New Zealand Prime Minister Jacinda Ardern said in an address on the nation’s Waitangi Day observance that the country has an obligation to make sure everyone has access to the health care they need, and that no one dies younger than everyone else in New Zealand because they are Maori.
The commemorative day is named for the region on the North Island where representatives of the British Crown and more than 500 Indigenous Maori chiefs signed a founding treaty in 1840.
The Maori, however, lost most of their land during British colonization and have staged demonstrations on Waitangi Day to rally for their civil and social rights.
Last year New Zealand established the Maori Health Authority to ensure better health care access for the Maori who have been overwhelmed by COVID pandemic.
“We all have a duty to do everything we can to protect our communities with all the tools that science and medicine have given us,” Ardern said Sunday, as she called for a united battle against the coronavirus.
Turkey’s president is the latest world leader to reveal that he has contracted the coronavirus.
Recep Tayyip Erdogan tweeted Saturday that he and his wife, Emine, have been infected with the omicron variant of the COVID virus and are experiencing mild symptoms.
The news came just two days after the Turkish leader’s visit to Kyiv, where he met with Volodymyr Zelensky, his Ukrainian counterpart.
Meanwhile, in the U.S., two Miami men have each received a sentence of 41 months after stealing 192 ventilators worth approximately $3 million, according to a statement from the U.S. Attorney’s Office in the Southern District of Florida.

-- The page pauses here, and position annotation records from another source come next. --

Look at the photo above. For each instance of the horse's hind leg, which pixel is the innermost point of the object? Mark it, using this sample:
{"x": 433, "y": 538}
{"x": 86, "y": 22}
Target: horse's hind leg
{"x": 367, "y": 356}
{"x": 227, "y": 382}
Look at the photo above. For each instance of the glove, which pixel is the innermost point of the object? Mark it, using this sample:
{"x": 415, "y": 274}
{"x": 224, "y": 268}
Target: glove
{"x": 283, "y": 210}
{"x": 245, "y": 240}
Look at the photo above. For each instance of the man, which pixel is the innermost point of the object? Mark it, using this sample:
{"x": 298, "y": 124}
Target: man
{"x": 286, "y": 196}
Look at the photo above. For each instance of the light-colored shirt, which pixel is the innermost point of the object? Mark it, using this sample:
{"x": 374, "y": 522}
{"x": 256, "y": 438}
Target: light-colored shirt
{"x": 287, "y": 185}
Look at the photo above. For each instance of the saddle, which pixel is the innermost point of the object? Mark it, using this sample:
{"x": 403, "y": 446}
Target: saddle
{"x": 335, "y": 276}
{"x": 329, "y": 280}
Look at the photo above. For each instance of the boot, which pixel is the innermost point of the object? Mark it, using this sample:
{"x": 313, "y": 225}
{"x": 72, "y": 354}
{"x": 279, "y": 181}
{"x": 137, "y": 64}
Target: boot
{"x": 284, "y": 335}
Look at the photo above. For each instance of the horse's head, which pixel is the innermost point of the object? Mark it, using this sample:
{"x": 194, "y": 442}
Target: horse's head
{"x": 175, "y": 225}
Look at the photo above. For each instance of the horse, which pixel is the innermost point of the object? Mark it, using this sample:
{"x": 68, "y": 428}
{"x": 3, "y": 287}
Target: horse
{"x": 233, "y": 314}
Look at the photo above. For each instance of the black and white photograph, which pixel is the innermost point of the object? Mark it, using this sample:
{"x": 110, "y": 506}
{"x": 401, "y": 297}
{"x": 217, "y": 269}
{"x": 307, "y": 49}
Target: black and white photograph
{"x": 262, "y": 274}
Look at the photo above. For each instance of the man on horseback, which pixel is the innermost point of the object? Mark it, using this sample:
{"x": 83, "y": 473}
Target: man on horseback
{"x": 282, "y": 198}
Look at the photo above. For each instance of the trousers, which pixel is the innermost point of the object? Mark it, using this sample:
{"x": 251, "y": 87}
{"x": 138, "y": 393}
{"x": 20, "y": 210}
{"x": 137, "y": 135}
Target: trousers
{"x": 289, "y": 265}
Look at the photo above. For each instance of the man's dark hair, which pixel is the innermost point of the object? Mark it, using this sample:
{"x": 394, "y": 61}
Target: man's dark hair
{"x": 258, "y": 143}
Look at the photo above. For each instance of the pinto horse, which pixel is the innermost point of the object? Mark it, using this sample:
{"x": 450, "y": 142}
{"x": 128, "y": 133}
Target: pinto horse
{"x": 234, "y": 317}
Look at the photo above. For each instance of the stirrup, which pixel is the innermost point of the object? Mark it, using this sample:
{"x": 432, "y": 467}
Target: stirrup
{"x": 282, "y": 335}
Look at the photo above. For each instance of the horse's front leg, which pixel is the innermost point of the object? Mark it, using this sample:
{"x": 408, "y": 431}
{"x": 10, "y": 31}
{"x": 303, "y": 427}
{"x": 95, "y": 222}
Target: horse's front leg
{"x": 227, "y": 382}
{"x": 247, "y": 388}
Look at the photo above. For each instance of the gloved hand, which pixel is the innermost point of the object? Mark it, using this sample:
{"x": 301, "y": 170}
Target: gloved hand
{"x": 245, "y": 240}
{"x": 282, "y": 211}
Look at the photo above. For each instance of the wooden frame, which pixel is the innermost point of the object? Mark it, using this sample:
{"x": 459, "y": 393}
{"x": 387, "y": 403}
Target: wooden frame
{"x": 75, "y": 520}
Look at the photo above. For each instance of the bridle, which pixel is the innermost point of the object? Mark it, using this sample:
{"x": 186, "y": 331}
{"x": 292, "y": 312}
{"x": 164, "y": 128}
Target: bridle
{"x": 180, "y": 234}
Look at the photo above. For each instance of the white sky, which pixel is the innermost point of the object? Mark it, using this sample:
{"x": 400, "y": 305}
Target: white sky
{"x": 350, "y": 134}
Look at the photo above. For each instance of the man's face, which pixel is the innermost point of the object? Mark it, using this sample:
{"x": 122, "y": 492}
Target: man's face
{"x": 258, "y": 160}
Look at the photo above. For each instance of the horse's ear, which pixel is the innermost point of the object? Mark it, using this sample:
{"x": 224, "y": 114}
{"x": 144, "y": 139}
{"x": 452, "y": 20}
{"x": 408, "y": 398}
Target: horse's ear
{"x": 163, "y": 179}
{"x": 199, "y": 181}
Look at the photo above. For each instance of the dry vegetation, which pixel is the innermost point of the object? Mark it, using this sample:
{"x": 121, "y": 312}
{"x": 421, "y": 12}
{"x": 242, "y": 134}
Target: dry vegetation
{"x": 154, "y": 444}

The U.S. Agency for International Development shipment was in a tractor-trailer headed for Miami International Airport. The shipment was stolen when the driver left the trailer on a parking lot overnight.
The ventilators “were part of an aid program to treat critically ill COVID-19 El Salvadorian patients,” according to the statement. Most of the ventilators were recovered.
The Johns Hopkins Coronavirus Resource Center reported early Sunday that it has recorded more than 393 million global COVID infections and almost 6 million deaths. More than 10 billion vaccines have been administered, according to the center.
Some information in this report came from The Associated Press and Reuters.